Mailing List Archive

Getting DF & IDF
Hi, I am new to use lucene, I have a query string of multiple terms. i) i want to return query string by removing stop words and stemmed version of the query.
ii) second i want to get tf and idf of each term in a query, how to get it?







Asif


_________________________________________________________________
Hotmail: Trusted email with powerful SPAM protection.
https://signup.live.com/signup.aspx?id=60969
Re: Getting DF & IDF [ In reply to ]
with my idea,
using BooleanQuery, you can make every thing.
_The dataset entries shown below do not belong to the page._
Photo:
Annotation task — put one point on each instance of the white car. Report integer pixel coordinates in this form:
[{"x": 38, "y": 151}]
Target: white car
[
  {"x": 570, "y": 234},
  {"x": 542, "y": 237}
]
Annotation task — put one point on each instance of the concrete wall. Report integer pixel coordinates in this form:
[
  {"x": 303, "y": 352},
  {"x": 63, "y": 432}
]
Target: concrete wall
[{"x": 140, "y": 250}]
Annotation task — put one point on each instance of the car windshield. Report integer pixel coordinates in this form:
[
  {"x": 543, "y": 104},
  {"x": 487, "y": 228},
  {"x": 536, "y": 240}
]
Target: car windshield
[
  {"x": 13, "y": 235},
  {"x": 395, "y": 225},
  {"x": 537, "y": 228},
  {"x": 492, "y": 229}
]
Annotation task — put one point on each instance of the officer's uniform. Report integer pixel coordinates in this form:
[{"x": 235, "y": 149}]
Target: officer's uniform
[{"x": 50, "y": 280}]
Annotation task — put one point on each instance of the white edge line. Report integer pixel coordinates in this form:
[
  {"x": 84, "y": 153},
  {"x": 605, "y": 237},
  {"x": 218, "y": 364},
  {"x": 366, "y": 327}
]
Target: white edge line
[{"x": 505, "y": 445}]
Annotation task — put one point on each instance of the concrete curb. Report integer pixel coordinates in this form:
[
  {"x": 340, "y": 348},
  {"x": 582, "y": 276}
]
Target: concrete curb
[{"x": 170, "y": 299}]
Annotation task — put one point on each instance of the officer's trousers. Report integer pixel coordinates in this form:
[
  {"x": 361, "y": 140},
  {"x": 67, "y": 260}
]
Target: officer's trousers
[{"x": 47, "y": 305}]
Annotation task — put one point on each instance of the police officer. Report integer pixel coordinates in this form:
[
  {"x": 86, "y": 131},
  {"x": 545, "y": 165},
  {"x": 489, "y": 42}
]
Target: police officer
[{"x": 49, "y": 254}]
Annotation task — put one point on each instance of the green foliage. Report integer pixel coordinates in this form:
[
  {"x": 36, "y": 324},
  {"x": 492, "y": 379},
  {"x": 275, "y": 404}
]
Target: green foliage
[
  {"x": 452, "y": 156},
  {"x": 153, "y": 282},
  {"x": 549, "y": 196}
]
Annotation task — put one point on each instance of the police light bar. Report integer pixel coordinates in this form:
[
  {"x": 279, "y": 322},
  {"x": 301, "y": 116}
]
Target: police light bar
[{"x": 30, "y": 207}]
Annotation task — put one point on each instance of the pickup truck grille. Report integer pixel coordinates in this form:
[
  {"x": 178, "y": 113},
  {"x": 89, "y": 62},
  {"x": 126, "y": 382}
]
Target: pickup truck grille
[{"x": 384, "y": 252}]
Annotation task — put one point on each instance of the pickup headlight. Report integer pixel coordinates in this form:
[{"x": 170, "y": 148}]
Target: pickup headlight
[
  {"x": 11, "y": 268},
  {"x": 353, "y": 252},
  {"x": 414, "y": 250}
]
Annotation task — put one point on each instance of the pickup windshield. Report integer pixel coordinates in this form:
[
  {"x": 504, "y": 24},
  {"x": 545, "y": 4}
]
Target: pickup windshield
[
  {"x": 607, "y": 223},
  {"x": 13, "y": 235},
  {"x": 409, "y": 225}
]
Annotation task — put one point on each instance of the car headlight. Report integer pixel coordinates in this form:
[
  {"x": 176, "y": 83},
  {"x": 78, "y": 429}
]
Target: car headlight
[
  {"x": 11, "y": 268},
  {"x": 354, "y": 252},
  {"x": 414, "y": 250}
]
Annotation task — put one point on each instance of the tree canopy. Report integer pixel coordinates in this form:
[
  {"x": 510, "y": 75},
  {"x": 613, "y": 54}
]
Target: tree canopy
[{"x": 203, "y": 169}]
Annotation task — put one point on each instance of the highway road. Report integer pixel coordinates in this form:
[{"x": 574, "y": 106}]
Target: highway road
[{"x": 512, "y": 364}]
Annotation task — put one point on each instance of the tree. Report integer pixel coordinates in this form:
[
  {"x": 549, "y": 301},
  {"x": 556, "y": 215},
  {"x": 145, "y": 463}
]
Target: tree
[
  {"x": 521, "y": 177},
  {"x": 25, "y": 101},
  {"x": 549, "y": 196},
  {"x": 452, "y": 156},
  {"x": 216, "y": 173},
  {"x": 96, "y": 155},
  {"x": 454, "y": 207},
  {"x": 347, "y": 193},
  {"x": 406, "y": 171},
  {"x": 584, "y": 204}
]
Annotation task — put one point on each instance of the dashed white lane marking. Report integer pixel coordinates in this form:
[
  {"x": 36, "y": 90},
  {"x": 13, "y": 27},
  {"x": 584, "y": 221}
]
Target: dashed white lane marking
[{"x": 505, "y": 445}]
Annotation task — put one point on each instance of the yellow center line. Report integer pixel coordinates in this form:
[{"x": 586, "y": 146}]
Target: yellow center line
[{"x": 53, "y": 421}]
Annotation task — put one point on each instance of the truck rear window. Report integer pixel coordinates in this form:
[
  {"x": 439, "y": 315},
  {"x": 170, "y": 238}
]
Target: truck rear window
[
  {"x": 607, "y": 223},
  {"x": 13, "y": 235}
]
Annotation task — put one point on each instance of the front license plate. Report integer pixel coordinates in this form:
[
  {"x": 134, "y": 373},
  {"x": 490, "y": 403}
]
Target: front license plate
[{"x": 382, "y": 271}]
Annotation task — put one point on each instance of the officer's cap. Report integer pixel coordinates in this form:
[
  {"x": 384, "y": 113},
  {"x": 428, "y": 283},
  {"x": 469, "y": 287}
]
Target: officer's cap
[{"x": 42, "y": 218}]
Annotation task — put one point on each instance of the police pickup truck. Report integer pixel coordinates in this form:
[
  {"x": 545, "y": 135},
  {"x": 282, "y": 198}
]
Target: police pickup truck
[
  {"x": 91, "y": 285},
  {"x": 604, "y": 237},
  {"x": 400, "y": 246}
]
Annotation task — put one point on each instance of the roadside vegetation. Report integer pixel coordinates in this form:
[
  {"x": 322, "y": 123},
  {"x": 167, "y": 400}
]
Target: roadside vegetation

On Mon, Feb 1, 2010 at 10:44 PM, Asif Nawaz <asifnawaz@hotmail.com> wrote:

>
> Hi, I am new to use lucene, I have a query string of multiple terms. i) i
> want to return query string by removing stop words and stemmed version of
> the query.
> ii) second i want to get tf and idf of each term in a query, how to get it?
>
>
>
>
>
>
>
> Asif
>
>
> _________________________________________________________________
> Hotmail: Trusted email with powerful SPAM protection.
> https://signup.live.com/signup.aspx?id=60969
>
RE: Getting DF & IDF [ In reply to ]
In HotelDatabase project of lucene, Following code is written in performSearch method of SearchEngine class.

Let queryString = "Located in the heart of paris"

Analyzer analyzer = new StandardAnalyzer();
IndexSearcher is = new IndexSearcher("index");
QueryParser parser = new QueryParser("content", analyzer);
Query query = parser.parse(queryString);
Hits hits = is.search(query);

To be specific what i want here
i) Removing stop words from query string and use stemming, so new query string should become "Locate heart paris"
ii) How to get term frequency (tf) of each word in query?
iii) How to get Document Frequency(df) of each word in query?
iv) How to get Inverse Document Frequency (idf) of each word in query?


Can u please let me know some solution that give answer of all my four questions. Or can you refer me to some sample code. I have tried boolean query but unable to do this.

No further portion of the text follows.